Using ClassWizard, add a generic CWnd-derived class, let's say it CMDIClientWnd
Add a member of type CMDIClientWnd to CMainFrame class



```
class CMainFrame : public CMDIFrameWnd
{
// ...
// Attributes
protected:
   CMDIClientWnd m_wndMDIClient;
// ...
};
```

 In CMainFrame::OnCreate subclass the MDI client window



```
int CMainFrame::OnCreate(LPCREATESTRUCT lpCreateStruct)
{
   if (CMDIFrameWnd::OnCreate(lpCreateStruct) == -1)
      return -1;
   // NOTE: m_hWndMDIClient is a public member of CMDIFrameWnd
   m_wndMDIClient.SubclassWindow(m_hWndMDIClient);
// ...
}
```

 Add a member of type CBrush to class CMDIClientWnd



```
class CMDIClientWnd : public CWnd
{
// Attributes
protected:
   CBrush  m_brush; // will be used to fill the backgound
};
```

 Create the brush in CMDIClientWnd constructor



```
CMDIClientWnd::CMDIClientWnd()
{
   // this example uses a pattern brush filled from a bitmap resource
   CBitmap bitmap;
   bitmap.LoadBitmap(IDB_FISHING);
   m_brush.CreatePatternBrush(&bitmap);
}
```

 Finally, handle 'WM_ERASEBKGND'



```
BOOL CMDIClientWnd::OnEraseBkgnd(CDC* pDC) 
{
   CBrush* pbrushOld = pDC->SelectObject(&m_brush);
   CRect rect;
   pDC->GetClipBox(&rect);
   pDC->PatBlt(rect.left, rect.top, rect.Width(), rect.Height(), PATCOPY);
   pDC->SelectObject(pbrushOld);

   return TRUE;
}
```

----------


## ovidiucucu

*Q:* I have changed the MDI client background like in example shown above.
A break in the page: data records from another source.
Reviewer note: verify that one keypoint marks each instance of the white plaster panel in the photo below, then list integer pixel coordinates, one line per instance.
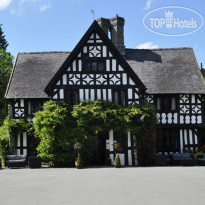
(24, 139)
(185, 137)
(81, 95)
(137, 96)
(169, 115)
(104, 51)
(190, 137)
(181, 119)
(98, 94)
(104, 94)
(97, 36)
(129, 157)
(25, 151)
(85, 49)
(111, 140)
(74, 65)
(16, 104)
(196, 139)
(122, 159)
(163, 118)
(113, 65)
(181, 140)
(18, 140)
(22, 102)
(109, 94)
(175, 118)
(90, 41)
(64, 79)
(120, 68)
(193, 119)
(18, 151)
(55, 96)
(131, 81)
(129, 139)
(92, 94)
(130, 93)
(112, 158)
(158, 118)
(61, 94)
(86, 94)
(124, 78)
(187, 119)
(80, 65)
(108, 65)
(193, 98)
(199, 120)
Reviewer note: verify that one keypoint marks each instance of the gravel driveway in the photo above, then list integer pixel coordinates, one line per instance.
(96, 186)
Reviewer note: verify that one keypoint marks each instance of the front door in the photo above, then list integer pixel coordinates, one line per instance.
(98, 149)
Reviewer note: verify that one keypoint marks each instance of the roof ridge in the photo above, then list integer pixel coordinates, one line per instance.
(46, 52)
(153, 49)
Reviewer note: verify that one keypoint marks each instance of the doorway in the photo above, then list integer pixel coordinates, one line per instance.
(98, 149)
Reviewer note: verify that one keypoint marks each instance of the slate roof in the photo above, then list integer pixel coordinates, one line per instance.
(162, 71)
(169, 70)
(32, 72)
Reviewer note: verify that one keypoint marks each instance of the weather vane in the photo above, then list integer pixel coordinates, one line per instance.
(92, 11)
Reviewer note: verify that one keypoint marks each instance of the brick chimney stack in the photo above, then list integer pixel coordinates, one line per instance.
(114, 27)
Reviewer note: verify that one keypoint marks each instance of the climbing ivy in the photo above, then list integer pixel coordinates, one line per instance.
(59, 127)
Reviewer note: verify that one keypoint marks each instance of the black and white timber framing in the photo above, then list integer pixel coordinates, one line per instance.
(96, 69)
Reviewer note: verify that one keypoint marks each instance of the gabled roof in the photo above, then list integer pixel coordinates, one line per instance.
(32, 72)
(95, 27)
(163, 71)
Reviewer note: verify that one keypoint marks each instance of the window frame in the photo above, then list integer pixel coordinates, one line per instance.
(166, 103)
(120, 96)
(94, 60)
(166, 137)
(69, 95)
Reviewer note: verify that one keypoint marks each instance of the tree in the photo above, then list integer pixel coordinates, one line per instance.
(6, 64)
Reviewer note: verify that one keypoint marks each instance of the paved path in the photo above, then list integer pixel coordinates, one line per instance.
(106, 186)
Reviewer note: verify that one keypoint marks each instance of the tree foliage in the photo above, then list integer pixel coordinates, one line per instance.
(3, 42)
(58, 132)
(4, 139)
(59, 127)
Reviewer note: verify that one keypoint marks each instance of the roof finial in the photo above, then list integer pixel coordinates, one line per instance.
(92, 11)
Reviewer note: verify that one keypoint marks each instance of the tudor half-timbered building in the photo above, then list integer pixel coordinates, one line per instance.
(100, 67)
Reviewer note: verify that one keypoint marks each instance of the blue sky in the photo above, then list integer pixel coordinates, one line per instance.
(58, 25)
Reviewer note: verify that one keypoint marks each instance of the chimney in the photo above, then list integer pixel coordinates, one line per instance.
(202, 70)
(114, 27)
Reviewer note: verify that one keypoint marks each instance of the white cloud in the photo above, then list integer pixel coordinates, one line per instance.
(4, 4)
(19, 7)
(45, 6)
(147, 45)
(148, 4)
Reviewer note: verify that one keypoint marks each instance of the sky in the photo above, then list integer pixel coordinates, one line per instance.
(58, 25)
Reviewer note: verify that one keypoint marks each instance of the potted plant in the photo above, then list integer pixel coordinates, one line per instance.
(117, 163)
(78, 162)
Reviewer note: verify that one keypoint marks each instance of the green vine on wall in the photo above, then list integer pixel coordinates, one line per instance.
(59, 127)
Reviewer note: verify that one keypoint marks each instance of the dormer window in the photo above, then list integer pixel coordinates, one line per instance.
(94, 66)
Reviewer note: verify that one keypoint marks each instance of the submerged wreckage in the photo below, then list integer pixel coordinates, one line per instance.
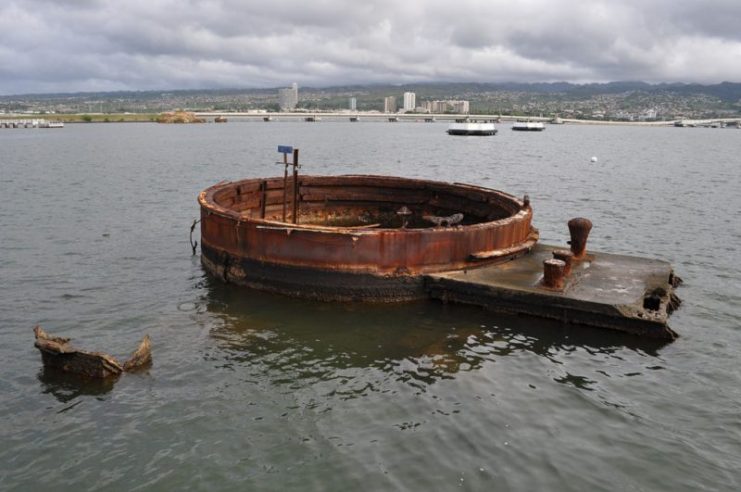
(384, 239)
(57, 353)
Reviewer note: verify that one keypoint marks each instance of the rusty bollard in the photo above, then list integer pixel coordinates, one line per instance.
(567, 257)
(579, 229)
(553, 273)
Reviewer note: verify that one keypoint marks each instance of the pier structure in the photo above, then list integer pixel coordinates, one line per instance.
(30, 123)
(380, 116)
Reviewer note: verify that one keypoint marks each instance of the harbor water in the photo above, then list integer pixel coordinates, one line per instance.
(250, 391)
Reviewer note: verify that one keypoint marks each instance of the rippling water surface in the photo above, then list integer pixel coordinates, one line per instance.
(250, 391)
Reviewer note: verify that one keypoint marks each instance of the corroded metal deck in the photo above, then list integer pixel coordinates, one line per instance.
(625, 293)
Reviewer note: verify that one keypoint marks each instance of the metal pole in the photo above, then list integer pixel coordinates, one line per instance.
(295, 186)
(285, 184)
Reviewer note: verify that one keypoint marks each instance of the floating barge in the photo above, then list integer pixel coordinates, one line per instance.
(472, 128)
(388, 239)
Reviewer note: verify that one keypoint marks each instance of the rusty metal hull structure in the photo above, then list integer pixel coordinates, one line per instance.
(347, 239)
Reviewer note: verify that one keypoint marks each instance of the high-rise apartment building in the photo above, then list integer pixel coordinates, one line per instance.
(389, 104)
(410, 101)
(288, 98)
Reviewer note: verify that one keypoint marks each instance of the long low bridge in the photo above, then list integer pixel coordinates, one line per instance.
(430, 118)
(30, 123)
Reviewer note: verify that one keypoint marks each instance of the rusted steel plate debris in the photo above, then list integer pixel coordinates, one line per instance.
(57, 353)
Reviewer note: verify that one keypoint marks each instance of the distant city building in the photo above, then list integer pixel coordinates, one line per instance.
(452, 106)
(389, 104)
(410, 101)
(288, 98)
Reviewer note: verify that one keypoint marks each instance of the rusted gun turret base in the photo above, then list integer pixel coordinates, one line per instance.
(624, 293)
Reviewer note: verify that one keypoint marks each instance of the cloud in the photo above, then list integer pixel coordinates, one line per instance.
(81, 45)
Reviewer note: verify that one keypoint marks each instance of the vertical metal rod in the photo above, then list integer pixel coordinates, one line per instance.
(285, 184)
(264, 199)
(295, 186)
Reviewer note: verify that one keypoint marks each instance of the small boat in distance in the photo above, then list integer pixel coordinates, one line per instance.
(465, 127)
(51, 124)
(528, 126)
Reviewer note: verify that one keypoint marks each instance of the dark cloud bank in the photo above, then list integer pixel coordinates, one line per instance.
(103, 45)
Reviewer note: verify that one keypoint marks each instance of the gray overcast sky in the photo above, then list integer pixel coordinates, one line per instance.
(91, 45)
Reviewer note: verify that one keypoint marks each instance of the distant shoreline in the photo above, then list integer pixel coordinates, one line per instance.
(368, 116)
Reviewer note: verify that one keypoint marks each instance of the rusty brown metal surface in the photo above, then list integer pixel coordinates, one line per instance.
(567, 257)
(579, 230)
(351, 224)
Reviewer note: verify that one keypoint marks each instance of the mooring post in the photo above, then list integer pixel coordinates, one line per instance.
(553, 273)
(579, 230)
(295, 186)
(263, 197)
(285, 183)
(567, 257)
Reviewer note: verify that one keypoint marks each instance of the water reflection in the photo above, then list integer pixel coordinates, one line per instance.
(66, 387)
(300, 342)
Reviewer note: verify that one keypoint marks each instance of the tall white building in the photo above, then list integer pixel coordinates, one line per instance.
(410, 101)
(389, 104)
(288, 98)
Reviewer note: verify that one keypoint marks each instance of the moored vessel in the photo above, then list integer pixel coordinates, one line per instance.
(472, 128)
(528, 126)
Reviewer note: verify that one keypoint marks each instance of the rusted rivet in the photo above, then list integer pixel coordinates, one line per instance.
(567, 257)
(579, 229)
(553, 273)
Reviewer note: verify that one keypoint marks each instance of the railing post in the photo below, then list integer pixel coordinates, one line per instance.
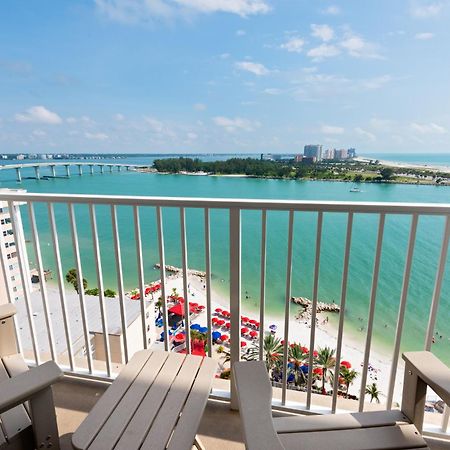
(235, 294)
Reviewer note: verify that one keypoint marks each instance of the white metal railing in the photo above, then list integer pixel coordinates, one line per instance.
(234, 208)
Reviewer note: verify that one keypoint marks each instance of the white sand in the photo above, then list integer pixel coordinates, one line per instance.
(405, 165)
(325, 335)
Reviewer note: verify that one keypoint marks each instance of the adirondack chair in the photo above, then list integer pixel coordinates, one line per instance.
(355, 431)
(27, 411)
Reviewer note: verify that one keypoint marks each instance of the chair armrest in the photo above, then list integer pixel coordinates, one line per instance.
(430, 370)
(255, 405)
(7, 310)
(24, 386)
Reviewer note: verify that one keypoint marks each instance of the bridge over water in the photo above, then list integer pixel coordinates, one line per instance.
(52, 166)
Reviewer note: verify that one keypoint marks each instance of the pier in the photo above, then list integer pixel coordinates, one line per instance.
(52, 168)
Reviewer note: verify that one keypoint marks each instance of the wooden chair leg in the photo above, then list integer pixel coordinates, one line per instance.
(198, 444)
(43, 418)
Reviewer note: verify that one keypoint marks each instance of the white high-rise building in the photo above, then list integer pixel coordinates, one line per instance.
(11, 286)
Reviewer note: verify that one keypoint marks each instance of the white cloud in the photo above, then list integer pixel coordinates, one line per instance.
(331, 129)
(323, 51)
(376, 82)
(252, 67)
(366, 134)
(239, 7)
(332, 10)
(424, 10)
(39, 114)
(294, 44)
(134, 11)
(238, 123)
(39, 133)
(424, 36)
(358, 47)
(428, 128)
(96, 136)
(323, 32)
(200, 107)
(272, 91)
(82, 119)
(155, 124)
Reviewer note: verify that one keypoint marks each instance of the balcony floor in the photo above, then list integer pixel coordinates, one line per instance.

Next, I have tried to draw a centered bitmap image, but encountered a strange behavior when resizing the frame window: the image is not entirely drawn or appears multiplied. I have tried both in 'WM_ERASEBKGND' and 'WM_PAINT' message handlers but without success. What I'm missing?

*A:* That happens because 'MDIClient' window class has not 'CS_VREDRAW' and 'CS_HREDRAW' styles (if 'CS_VREDRAW' and 'CS_HREDRAW' are set, the entire window is redrawn if a movement or size adjustment changes the width of the client area). 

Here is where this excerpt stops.